Carl Guilhon : Chez RETINAA, ces techniques propres à l’impression de sécurité font partie intégrante de notre pratique et de notre langage visuel. Dans le cas de Ice Memory Thread, l’encre de sécurité permet une double lecture qui rend l’œuvre dynamique. En dialogue avec la broderie, on découvre une représentation beaucoup plus technologique du territoire, à la manière d’une interface. Ce motif symbolise la mémoire de la glace et ses précieuses informations.
Alexandra Mocanu : Cela permet d’ajouter une couche invisible à première vue. C’est une manière de questionner ce que l’on perçoit immédiatement et ce qui reste caché, mais aussi de faire écho à la manière dont certaines données ou images circulent aujourd’hui sans être toujours visibles.
« Il y a toujours un espace pour l’imaginaire, même lorsqu’on part de données concrètes. »

Que dit Ice Memory Thread de notre rapport au territoire, à l’écologie, à l’environnement, aujourd’hui ?
Carl Guilhon : Ice Memory Thread rend hommage à la mémoire de la glace, véritable archive de l’histoire de notre planète. C’est comme si la Terre tenait ses propres archives depuis des millénaires. Chaque couche de chutes de neige compactées contient des informations irremplaçables sur la composition de l’atmosphère et le climat qu’il est crucial de préserver pour comprendre le passé et anticiper l’avenir.
Alexandra Mocanu : Le projet interroge la manière dont on construit notre vision du territoire à travers des outils de représentation. On ne regarde plus seulement un paysage, on le consulte, on le modélise, on le cartographie. Cela transforme notre relation au réel.



Que retenez-vous de cette collaboration ?

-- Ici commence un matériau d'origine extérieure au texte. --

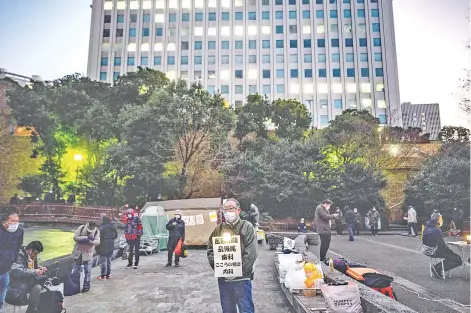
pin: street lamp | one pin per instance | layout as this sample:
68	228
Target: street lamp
78	158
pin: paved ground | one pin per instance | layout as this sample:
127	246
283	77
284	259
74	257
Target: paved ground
400	257
189	288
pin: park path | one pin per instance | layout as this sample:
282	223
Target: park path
188	288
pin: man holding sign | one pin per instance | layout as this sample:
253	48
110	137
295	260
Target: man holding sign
232	251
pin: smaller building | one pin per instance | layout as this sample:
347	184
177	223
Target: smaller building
423	116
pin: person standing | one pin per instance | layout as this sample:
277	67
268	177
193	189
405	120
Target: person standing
412	221
302	226
176	228
11	240
357	221
133	233
350	220
27	277
86	237
236	293
373	217
457	218
108	235
321	225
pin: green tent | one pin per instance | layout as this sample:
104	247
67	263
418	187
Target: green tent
154	220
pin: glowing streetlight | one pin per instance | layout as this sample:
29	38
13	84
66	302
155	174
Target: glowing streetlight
78	158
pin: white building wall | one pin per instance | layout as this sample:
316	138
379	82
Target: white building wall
318	93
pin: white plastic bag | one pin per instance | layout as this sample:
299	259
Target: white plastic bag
343	299
295	279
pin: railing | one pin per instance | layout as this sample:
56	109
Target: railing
45	212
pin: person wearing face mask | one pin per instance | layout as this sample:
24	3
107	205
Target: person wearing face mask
176	229
86	237
11	240
321	225
356	229
132	233
236	292
373	217
27	278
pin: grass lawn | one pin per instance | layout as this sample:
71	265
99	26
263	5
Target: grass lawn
56	242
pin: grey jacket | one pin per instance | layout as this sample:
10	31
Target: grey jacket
85	243
322	218
248	245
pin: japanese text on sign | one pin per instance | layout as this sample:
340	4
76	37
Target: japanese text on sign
227	257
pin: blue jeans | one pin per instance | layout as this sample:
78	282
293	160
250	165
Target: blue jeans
236	295
105	265
350	229
87	271
4	283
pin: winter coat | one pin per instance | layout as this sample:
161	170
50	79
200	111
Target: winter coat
133	228
248	245
10	244
349	217
412	216
108	235
85	243
373	216
322	218
175	232
22	279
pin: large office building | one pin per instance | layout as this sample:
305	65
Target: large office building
331	55
424	116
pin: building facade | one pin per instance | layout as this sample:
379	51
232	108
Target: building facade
331	55
424	116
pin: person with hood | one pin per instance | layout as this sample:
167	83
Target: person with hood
373	217
27	278
321	225
356	230
302	226
433	245
437	216
108	235
412	221
457	218
236	292
133	233
176	229
11	240
350	220
86	237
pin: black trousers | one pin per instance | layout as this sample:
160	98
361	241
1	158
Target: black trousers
325	244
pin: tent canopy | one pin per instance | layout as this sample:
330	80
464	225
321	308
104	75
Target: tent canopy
200	216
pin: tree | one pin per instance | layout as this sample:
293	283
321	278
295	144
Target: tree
291	118
443	182
454	134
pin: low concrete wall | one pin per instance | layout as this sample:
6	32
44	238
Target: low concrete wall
372	301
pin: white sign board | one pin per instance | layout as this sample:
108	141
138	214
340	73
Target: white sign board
227	257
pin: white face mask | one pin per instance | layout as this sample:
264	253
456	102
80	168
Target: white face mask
13	227
230	216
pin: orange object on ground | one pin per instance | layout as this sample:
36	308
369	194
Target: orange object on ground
357	272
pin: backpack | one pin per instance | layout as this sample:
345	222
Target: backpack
51	302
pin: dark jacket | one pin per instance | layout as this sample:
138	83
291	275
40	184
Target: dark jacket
248	240
108	235
322	218
10	244
22	279
349	217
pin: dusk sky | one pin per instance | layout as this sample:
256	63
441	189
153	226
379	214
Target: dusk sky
50	38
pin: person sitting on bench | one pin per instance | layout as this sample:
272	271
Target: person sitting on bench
434	246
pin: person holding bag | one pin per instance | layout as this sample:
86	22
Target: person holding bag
176	237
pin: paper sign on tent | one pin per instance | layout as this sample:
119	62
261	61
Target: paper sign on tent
213	216
199	219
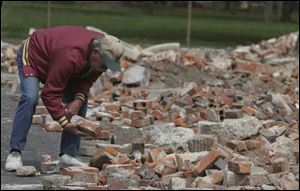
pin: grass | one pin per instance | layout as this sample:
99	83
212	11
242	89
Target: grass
209	29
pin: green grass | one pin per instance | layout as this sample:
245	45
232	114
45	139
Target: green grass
209	29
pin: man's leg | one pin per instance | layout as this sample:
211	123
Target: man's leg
26	108
70	142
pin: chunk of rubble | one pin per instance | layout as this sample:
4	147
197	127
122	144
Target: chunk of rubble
136	75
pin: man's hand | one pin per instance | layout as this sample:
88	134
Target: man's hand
73	108
73	128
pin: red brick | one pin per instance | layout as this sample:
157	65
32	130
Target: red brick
102	179
100	158
156	154
142	104
248	110
158	114
102	134
45	158
111	150
207	161
41	109
137	114
125	114
85	125
180	122
52	127
105	187
280	165
239	167
37	119
253	144
188	99
112	107
117	186
214	178
121	160
50	167
288	184
248	68
82	174
140	122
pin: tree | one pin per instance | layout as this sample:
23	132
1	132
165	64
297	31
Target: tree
287	9
268	11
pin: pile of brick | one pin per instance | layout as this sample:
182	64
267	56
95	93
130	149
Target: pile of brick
236	128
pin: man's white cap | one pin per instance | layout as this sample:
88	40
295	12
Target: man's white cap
113	50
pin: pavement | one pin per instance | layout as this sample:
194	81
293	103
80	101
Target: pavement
39	142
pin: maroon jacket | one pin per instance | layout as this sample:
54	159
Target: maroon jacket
57	56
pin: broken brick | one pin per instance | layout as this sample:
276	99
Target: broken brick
45	158
280	164
156	154
102	134
137	114
37	119
41	109
52	126
233	114
207	161
82	174
85	125
249	110
140	122
239	167
180	122
138	145
253	144
100	158
214	178
26	171
50	167
201	143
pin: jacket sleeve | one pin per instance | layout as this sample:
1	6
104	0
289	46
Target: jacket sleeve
62	67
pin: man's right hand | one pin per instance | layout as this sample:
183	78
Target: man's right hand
73	128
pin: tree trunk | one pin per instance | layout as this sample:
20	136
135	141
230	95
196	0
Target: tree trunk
287	9
188	30
268	11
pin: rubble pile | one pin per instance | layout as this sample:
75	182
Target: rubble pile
189	119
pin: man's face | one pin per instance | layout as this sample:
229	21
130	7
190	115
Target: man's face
97	61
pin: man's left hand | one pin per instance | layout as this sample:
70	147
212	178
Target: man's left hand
73	108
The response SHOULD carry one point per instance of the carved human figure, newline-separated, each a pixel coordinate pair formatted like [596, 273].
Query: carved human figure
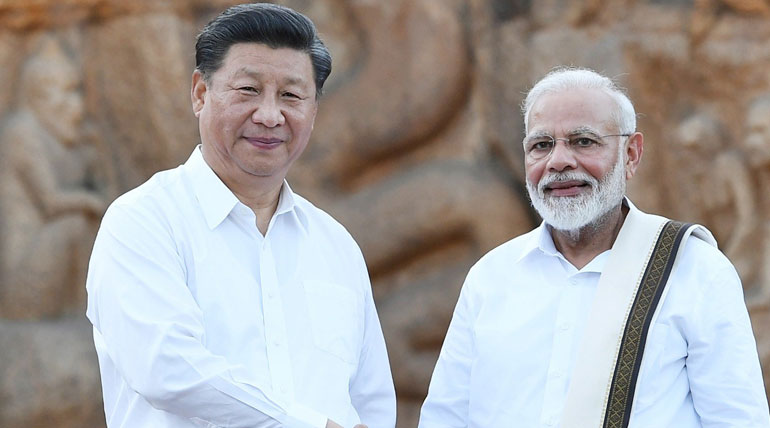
[717, 191]
[47, 195]
[756, 145]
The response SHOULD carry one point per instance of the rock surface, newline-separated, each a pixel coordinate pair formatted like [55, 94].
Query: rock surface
[416, 150]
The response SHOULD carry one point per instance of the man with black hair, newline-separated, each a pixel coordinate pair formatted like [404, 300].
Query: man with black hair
[218, 296]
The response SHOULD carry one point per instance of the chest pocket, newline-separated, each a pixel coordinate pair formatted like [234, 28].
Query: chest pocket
[336, 320]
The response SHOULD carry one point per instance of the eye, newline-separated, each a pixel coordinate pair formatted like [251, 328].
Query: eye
[540, 145]
[583, 141]
[249, 89]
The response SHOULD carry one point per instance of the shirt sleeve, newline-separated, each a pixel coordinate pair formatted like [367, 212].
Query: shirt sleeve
[371, 389]
[722, 361]
[446, 405]
[153, 330]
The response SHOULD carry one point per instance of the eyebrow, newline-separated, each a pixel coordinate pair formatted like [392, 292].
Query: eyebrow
[576, 131]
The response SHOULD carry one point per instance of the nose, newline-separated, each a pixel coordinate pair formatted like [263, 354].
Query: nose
[268, 113]
[562, 157]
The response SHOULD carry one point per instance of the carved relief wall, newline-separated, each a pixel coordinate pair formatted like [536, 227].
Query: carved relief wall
[416, 150]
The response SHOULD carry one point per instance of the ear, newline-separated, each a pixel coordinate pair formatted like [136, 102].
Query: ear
[198, 92]
[633, 153]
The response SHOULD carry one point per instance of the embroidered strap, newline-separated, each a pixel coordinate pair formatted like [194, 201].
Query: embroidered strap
[621, 394]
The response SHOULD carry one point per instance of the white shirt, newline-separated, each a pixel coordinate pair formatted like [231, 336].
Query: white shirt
[508, 355]
[199, 320]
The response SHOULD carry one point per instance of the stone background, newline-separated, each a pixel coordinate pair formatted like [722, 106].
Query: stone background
[416, 150]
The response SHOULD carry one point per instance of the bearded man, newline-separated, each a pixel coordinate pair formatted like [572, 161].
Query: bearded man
[603, 315]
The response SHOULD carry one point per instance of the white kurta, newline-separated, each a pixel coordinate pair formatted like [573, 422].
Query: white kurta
[508, 356]
[199, 320]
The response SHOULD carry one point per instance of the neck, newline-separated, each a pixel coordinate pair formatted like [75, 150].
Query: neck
[581, 246]
[261, 194]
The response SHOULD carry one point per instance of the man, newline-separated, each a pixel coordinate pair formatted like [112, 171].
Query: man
[574, 324]
[218, 296]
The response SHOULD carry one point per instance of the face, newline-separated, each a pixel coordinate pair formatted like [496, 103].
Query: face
[256, 112]
[572, 188]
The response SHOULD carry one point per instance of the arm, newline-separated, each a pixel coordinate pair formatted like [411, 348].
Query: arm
[449, 392]
[152, 329]
[371, 390]
[722, 363]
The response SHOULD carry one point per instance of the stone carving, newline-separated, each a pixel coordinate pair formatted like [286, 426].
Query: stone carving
[416, 150]
[756, 145]
[720, 192]
[50, 203]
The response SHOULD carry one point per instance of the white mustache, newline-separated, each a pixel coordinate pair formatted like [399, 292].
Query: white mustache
[566, 176]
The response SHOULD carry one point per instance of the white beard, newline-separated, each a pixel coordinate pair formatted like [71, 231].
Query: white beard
[573, 213]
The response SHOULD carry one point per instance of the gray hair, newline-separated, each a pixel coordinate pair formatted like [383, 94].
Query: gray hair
[564, 78]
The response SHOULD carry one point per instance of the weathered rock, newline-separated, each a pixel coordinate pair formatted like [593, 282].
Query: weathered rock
[417, 150]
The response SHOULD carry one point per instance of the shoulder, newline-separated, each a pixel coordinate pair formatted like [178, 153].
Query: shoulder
[320, 222]
[154, 201]
[503, 261]
[701, 259]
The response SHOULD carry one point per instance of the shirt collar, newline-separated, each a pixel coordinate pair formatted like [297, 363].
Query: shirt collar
[217, 200]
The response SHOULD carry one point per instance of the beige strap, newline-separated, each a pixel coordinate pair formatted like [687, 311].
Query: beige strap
[595, 365]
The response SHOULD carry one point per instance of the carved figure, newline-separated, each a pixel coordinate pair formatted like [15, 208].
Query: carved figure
[757, 148]
[716, 190]
[47, 198]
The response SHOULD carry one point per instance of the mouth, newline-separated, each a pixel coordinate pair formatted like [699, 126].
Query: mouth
[267, 143]
[566, 188]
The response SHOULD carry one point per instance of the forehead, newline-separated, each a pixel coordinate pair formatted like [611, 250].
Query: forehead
[260, 60]
[567, 110]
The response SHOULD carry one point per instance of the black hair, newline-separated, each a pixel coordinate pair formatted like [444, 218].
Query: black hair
[272, 25]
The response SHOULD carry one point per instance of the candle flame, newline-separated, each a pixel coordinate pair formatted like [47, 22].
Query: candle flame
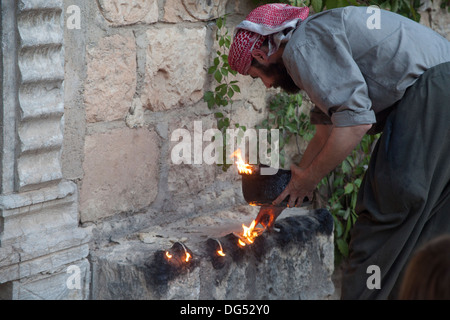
[249, 234]
[243, 167]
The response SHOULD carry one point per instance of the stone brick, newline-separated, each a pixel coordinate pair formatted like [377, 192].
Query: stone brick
[111, 78]
[120, 172]
[295, 263]
[175, 68]
[193, 10]
[125, 12]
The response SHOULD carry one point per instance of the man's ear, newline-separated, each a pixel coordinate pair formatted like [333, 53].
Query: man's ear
[260, 56]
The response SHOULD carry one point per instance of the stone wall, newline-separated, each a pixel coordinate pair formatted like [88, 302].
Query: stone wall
[138, 71]
[92, 91]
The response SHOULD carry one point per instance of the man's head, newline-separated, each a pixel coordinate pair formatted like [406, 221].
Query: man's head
[271, 70]
[259, 42]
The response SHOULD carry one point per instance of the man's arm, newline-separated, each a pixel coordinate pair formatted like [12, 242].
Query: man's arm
[340, 143]
[315, 145]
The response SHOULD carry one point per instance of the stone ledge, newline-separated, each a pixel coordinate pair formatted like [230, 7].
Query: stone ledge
[295, 263]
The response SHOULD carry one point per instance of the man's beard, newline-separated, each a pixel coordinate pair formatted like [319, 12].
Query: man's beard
[282, 78]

Alexandra Mocanu : La manière dont les différentes approches ont pu se compléter sans s’annuler. Cela m’a aussi amenée à accepter de ne pas tout maîtriser, ce qui est assez précieux dans un processus de création.
Carl Guilhon : C’est fascinant de révéler les parallèles entre l’art de la broderie et notre propre processus de création en lien avec l’impression de sécurité. On découvre un langage commun entre ces disciplines qui négocient avec des contraintes techniques et une structure qui est déjà là.
- Festival NOÛS, jusq’au 19.04, BnF, Paris.